My law school classmate, Justice Pierre-Louis, wrote for the unanimous Court in relevant part:
In this case, whether the error in omitting the requested jury instruction was harmless, see State v. Baum (2016), turns on whether the jury would have understood from the entirety of the jury charge that “reasonable corporal punishment” was an exception to criminal liability under both the child endangerment and simple assault charges. We find there is a real possibility that the erroneous instruction “led to an unjust result” — that is, there is a possibility “sufficient to raise a reasonable doubt as to whether the instruction led the jury to a verdict it otherwise might not have reached.”
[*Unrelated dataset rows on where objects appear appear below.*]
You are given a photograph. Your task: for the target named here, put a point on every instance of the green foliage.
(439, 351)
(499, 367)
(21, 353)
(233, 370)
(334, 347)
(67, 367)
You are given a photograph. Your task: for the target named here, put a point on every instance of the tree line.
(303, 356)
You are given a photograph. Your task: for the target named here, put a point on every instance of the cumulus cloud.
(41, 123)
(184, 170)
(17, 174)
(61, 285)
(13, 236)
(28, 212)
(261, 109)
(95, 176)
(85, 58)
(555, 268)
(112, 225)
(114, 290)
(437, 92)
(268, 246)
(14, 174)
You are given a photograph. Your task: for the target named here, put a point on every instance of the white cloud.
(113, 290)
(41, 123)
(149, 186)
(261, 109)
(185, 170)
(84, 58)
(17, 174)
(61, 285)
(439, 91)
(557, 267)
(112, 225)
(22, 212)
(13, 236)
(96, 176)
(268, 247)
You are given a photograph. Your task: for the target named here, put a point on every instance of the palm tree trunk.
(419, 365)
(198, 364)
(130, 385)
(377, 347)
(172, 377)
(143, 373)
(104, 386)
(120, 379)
Although we cannot speculate as to the jury’s determinations during deliberations, the jury verdict was inconsistent. The jury acquitted defendant of the very same conduct under the child endangerment statute that it found defendant guilty of under the simple assault statute. The difference is that defendant had the benefit of the K.A. reasonable corporal punishment instruction for the child endangerment charge but not for simple assault. Had the same instruction been explicitly given to the jury for the simple assault charge, there is a real possibility that the jury could have reached a different result on that charge.
A possible cause of the omitted instruction is that simple assault is a disorderly persons offense. But for the related indictable charges, the simple assault charge would have been handled in municipal court. There is no right to a jury trial in municipal court. Therefore, there is a relative absence of model jury instructions for disorderly persons offenses.